Weird pilot habits.

I kiss the cowl on my plane and thank her for not killing me. On commercial flights I always drink tomato juice either plain or in a Bloody Mary.
 
I kiss the cowl on my plane and thank her for not killing me. On commercial flights I always drink tomato juice either plain or in a Bloody Mary.


I often have tomato juice or a V8 on commercial flights, too, mostly because it’s the only thing I can get with a little nutritional value.
 
Since I learned to fly in the mid 60's, I've worn a lanyard. In it I have my pilot's cert, my medical, my drivers license, some cash, and a credit card. This was so if something went horribly wrong they could identify the body, or at least eat/sleep/rent a car, but also I was flying floats in those days and it was not unknown for a plane to sink gracefully beneath the waves. Sometimes faster than you could collect your gear.

See, that's why I keep all of that stuff in my wallet, and I keep my wallet in my pocket! Who puts their wallet in a flight bag on the back seat anyway? Or do you carry your flight bag into the restaurant to eat breakfast???
 
See, that's why I keep all of that stuff in my wallet, and I keep my wallet in my pocket! Who puts their wallet in a flight bag on the back seat anyway? Or do you carry your flight bag into the restaurant to eat breakfast???

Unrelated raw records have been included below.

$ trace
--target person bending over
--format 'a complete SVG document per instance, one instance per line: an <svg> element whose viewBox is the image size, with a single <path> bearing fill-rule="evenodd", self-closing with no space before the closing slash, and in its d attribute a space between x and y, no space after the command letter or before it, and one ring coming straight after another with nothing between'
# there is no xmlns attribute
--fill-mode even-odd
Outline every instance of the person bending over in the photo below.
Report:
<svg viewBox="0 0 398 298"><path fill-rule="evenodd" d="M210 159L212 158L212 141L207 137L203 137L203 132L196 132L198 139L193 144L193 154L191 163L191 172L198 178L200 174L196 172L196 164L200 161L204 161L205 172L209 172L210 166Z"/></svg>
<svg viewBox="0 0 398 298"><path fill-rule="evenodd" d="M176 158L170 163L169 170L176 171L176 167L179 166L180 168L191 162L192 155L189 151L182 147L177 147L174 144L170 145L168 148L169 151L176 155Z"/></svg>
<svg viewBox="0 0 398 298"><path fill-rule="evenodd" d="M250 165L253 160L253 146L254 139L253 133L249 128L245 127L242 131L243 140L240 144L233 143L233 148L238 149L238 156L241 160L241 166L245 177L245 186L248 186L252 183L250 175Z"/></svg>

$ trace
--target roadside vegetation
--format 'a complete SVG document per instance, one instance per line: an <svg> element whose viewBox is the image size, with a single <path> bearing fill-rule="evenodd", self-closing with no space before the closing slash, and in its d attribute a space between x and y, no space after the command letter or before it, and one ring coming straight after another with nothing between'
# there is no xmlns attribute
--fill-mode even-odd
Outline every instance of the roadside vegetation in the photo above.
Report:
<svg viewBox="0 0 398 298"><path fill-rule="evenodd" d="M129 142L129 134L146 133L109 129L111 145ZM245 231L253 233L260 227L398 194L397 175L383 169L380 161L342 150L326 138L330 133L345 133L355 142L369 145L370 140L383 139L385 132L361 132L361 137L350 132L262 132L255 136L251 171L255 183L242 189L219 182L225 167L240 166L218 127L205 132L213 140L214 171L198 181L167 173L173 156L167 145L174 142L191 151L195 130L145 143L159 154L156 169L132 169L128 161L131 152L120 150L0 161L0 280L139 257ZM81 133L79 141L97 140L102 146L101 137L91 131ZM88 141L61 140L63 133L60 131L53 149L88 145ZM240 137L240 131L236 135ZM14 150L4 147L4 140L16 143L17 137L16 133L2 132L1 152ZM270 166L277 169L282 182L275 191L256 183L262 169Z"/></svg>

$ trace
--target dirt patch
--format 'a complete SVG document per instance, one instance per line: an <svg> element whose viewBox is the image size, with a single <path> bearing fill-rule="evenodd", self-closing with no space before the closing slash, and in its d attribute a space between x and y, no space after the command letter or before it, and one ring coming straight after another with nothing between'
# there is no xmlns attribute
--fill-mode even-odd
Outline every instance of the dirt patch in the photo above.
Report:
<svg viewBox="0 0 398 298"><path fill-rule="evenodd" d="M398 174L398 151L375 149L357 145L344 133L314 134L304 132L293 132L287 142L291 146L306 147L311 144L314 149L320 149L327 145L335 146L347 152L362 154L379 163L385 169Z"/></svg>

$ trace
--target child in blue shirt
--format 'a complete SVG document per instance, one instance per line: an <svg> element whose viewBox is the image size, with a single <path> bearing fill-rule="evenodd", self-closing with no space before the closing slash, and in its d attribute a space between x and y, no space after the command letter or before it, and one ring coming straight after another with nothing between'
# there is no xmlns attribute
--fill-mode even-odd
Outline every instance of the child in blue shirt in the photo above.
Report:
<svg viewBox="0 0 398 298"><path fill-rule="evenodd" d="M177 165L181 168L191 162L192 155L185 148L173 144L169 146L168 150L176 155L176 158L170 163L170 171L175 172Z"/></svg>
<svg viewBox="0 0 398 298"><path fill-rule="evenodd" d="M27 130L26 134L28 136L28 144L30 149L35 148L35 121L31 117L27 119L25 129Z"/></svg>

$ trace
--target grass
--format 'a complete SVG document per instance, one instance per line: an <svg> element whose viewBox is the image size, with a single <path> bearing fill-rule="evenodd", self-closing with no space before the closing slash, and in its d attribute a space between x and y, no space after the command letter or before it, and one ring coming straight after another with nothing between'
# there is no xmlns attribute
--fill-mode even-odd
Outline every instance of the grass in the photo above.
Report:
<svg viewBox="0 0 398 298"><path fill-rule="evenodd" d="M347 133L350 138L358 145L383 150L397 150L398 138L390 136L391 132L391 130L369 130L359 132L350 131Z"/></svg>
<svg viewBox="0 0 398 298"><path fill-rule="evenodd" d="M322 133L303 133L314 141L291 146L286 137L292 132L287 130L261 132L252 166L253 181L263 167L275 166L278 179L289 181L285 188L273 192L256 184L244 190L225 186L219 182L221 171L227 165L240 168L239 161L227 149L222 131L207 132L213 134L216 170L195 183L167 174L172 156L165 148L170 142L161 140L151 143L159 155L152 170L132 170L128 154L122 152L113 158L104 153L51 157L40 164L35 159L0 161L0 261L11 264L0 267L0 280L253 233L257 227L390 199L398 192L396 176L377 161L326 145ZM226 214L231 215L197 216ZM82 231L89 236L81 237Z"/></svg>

Sometimes, yes. Depends on how sketchy the neighborhood is. :D

Like I mentioned earlier, I learned to fly on floats. You never put your wallet in your pocket. Too easy to lose it when you fall into the water while hand propping a plane when standing on the floats.
Don't ask how I know this.
Also, if you end up in the water in a sinking plane, the first thing that comes off are the shoes and pants.
And, I can't stand sitting on my wallet when I fly, drive or ride my motorcycle. Drives me to distraction.
All the important stuff goes around my neck, the rest goes into a bag.
Did I also mention I have ALL my medical insurance cards, etc, and a copy of all my important medical records in my flight bag? Just the life and death stuff.

Weird pilot, weird pilot stuff.
 
I fly naked.

Ok not really. But I’ve heard it’s not optional for pattern work at Black Rock airport.

So... I probably won’t be going to Burning Man. Just sayin’.

I don’t like sand getting where it can cause chafing issues.
 
Every time I fly again for the first time following a break (usually 8/10 weeks as I have to spend time in the UK every few weeks) I always wear the old Golf shirt I wore when I did my first solo, as it was a number of years ago it's beginning to look very "second hand" and my wife as now taken to hand washing it rather than machine washing in the hope it holds out for a while longer... I'm not a superstitious person in other aspects of my life, but I can't let go of this one...
 
See, that's why I keep all of that stuff in my wallet, and I keep my wallet in my pocket! Who puts their wallet in a flight bag on the back seat anyway? Or do you carry your flight bag into the restaurant to eat breakfast???

I used to put my wallet in my flight bag during flight because I normally put my wallet in my rear pocket. My butt would get sore on long flights. My dear wife, after hearing me complain one too many times, bought me one of these: https://www.rogue-industries.com/products/bison-leather-with-walletguard?variant=247270056. Life is good.
 
I have a really, really weird habit. I spend a significant fraction of my income to fly airplanes.

The word "fraction" implies there's room for improvement in this performance metric. :D
 
How about “I spend 5/4 of my income on flying?”
As long as it can be expressed by a fraction, it's a rational number. And there's the argument you need if the budget comes up...
 
As long as it can be expressed by a fraction, it's a rational number. And there's the argument you need if the budget comes up...
Even rational numbers can be irrational.